Armbrüster: Herr Ploß, wir haben jetzt seit einigen Tagen diese Debatte, seit einigen Wochen, im Grunde, seitdem es losgegangen ist. Da gab es ja schon kurze Zeit, nachdem die E-Scooter auf den Straßen waren, die erste Kritik daran. Wir haben es hier jetzt in den letzten Minuten besprochen, die ersten Unfälle, die ersten Fälle von E-Scootern, die einfach wahllos abgestellt werden und dann auch den Straßenverkehr behindern. Haben Sie diese Debatte vorausgesehen, als die Dinger eingeführt wurden im Juni?
"Mit einem neuen Verkehrsmittel gibt es immer irgendwo Diskussionen"
Ploß: Also, mir war völlig klar: Mit einem neuen Verkehrsmittel gibt es immer irgendwo Diskussionen. Das ist in Deutschland so. Wenn Sie irgendetwas Neues, Innovatives einführen, gibt es irgendwo Widerstand. Ich verstehe Politik aber nicht so, dass man jetzt sagt, okay, es kann irgendwo Diskussionen geben und Widerstand geben und deswegen können wir überhaupt keine neuen innovativen Konzepte mehr etablieren. Und deswegen sage ich auch, wir müssen gucken, dass wir die Kinderkrankheiten, die es jetzt auch am Anfang gibt, ausmerzen, dass wir die Verbesserungen herbeiführen, gerade mit Blick auf falsch abgestellte E-Scooter, und an teilweise E-Scooter-Nutzer, die sich nicht an die Regeln halten.

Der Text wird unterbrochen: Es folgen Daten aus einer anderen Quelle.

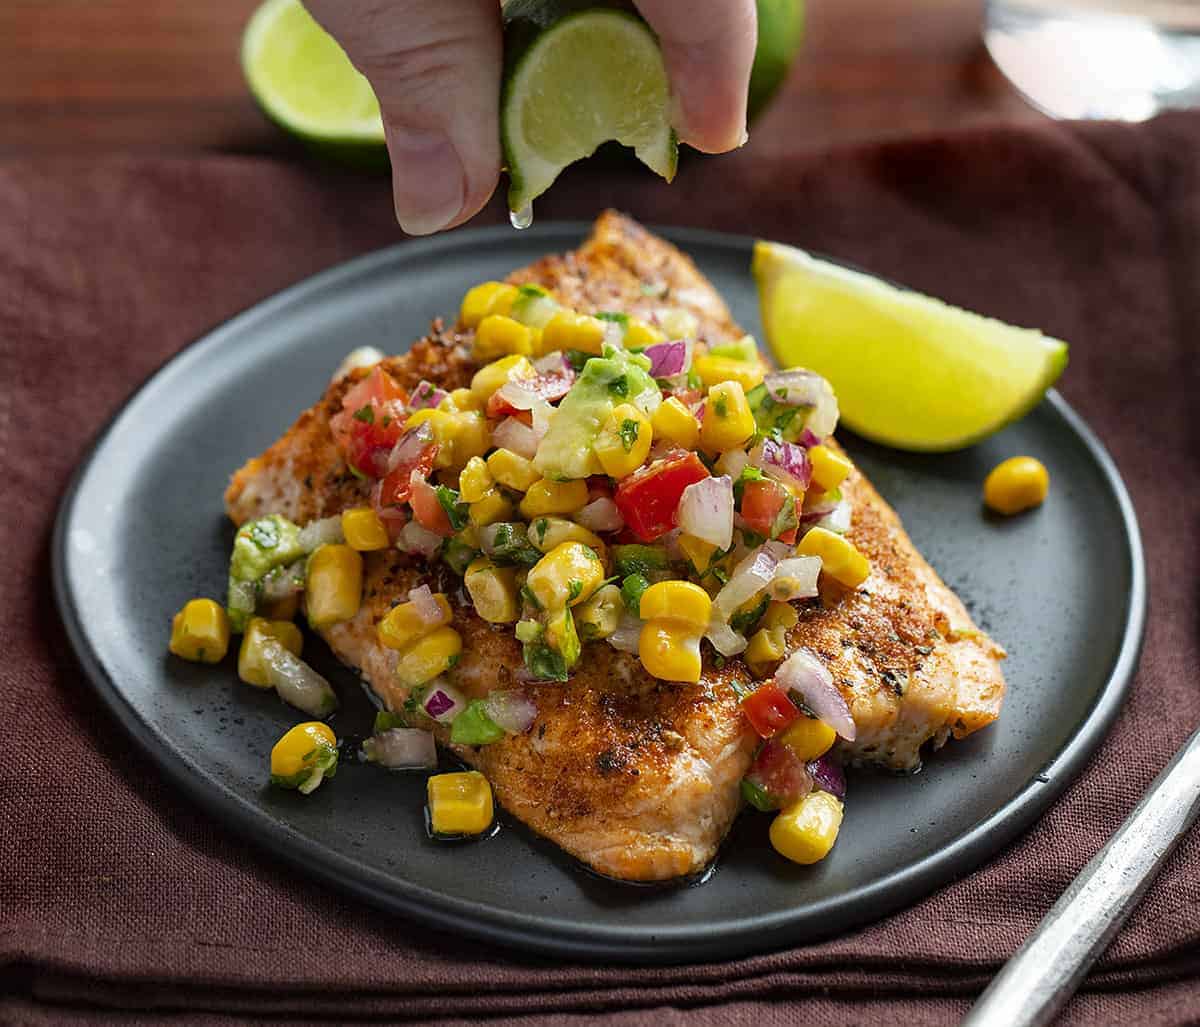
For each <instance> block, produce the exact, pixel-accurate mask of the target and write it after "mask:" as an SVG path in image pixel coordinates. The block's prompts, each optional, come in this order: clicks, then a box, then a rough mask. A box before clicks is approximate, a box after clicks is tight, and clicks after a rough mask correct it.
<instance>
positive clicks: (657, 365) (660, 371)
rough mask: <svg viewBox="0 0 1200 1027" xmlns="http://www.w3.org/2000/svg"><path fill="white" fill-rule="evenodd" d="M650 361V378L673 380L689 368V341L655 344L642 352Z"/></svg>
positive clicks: (687, 340) (689, 347) (646, 357)
mask: <svg viewBox="0 0 1200 1027" xmlns="http://www.w3.org/2000/svg"><path fill="white" fill-rule="evenodd" d="M643 355H644V356H646V358H648V359H649V361H650V377H652V378H674V377H676V376H677V374H683V373H685V372H686V371H688V368H689V367H690V366H691V340H680V341H679V342H656V343H655V344H654V346H648V347H647V348H646V349H644V350H643Z"/></svg>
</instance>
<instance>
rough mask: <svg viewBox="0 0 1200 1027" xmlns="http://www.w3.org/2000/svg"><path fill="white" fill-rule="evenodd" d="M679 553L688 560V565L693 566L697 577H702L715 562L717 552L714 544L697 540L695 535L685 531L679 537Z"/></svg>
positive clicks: (699, 539)
mask: <svg viewBox="0 0 1200 1027" xmlns="http://www.w3.org/2000/svg"><path fill="white" fill-rule="evenodd" d="M679 551H680V552H682V553H683V554H684V555H685V557H686V558H688V563H690V564H691V567H692V570H694V571H695V572H696V573H697V575H702V573H704V571H707V570H708V565H709V564H710V563H712V561H713V553H715V552H716V546H714V545H713V543H712V542H706V541H704V540H703V539H697V537H696V536H695V535H689V534H688V533H686V531H685V533H683V534H682V535H679Z"/></svg>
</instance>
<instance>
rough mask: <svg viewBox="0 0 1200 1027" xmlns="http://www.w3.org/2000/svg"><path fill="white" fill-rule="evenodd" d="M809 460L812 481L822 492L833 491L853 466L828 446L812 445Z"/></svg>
mask: <svg viewBox="0 0 1200 1027" xmlns="http://www.w3.org/2000/svg"><path fill="white" fill-rule="evenodd" d="M809 460H810V461H811V462H812V481H814V484H815V485H816V486H817V487H818V488H820V490H821V491H822V492H833V491H834V490H835V488H836V487H838V486H839V485H841V484H842V482H844V481H845V480H846V475H847V474H850V472H851V470H853V467H854V466H853V464H852V463H851V462H850V461H848V460H847V458H846V457H844V456H842V455H841V454H840V452H836V451H835V450H833V449H830V448H829V446H812V449H810V450H809Z"/></svg>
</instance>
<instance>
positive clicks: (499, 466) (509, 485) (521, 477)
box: [487, 449, 541, 492]
mask: <svg viewBox="0 0 1200 1027" xmlns="http://www.w3.org/2000/svg"><path fill="white" fill-rule="evenodd" d="M487 470H488V473H490V474H491V475H492V478H494V479H496V480H497V481H498V482H500V485H504V486H508V487H509V488H511V490H514V491H516V492H524V491H526V490H528V488H529V486H530V485H533V484H534V482H535V481H536V480H538V479H539V478H541V475H540V474H538V472H536V469H535V468H534V466H533V461H530V460H526V457H523V456H521V455H520V454H515V452H512V450H506V449H498V450H497V451H496V452H493V454H492V455H491V456H490V457H488V458H487Z"/></svg>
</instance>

Ich würde jetzt aber wirklich nicht den Bogen so weit überspannen, dass man sagt, jetzt werden die E-Scooter wieder abgeschafft und dürfen nicht benutzt werden. In vielen Ländern der Welt sind sie Teil des Verkehrs und erfreuen sich großer Beliebtheit und sorgen auch dafür, dass viele Menschen nicht das Auto benutzen, sondern dann wirklich umweltfreundlichere Verkehrsmittel.
Armbrüster: Und diese Kinderkrankheiten, wie Sie sie beschreiben, die waren nicht absehbar?
Ploß: Natürlich war es absehbar, dass irgendwo es Kritik gibt oder es vielleicht zu Situationen kommt, die schwierig sind. Und natürlich war auch klar, wenn Sie ein neues Verkehrsmittel einführen, gibt es mit diesem Verkehrsmittel irgendwo einen Unfall. Das haben Sie ja bei Autos, bei Radfahrern, bei jedem Verkehrsmittel, das im Straßenverkehr da ist. Aber noch mal: Deswegen muss man gucken, wo kann man jetzt punktuelle Verbesserungen herbeiführen, aber ich würde diese Elektrokleinstfahrzeuge beziehungsweise E-Scooter nicht infrage stellen, weil ich glaube, langfristig werden sie ein wichtiger Teil in der Mobilität sein. Und wir brauchen sie, um auch Menschen dazu zu bewegen, auf umweltfreundliche Verkehrsmittel umzusteigen.
Äußerungen unserer Gesprächspartner geben deren eigene Auffassungen wieder. Der Deutschlandfunk macht sich Äußerungen seiner Gesprächspartner in Interviews und Diskussionen nicht zu eigen.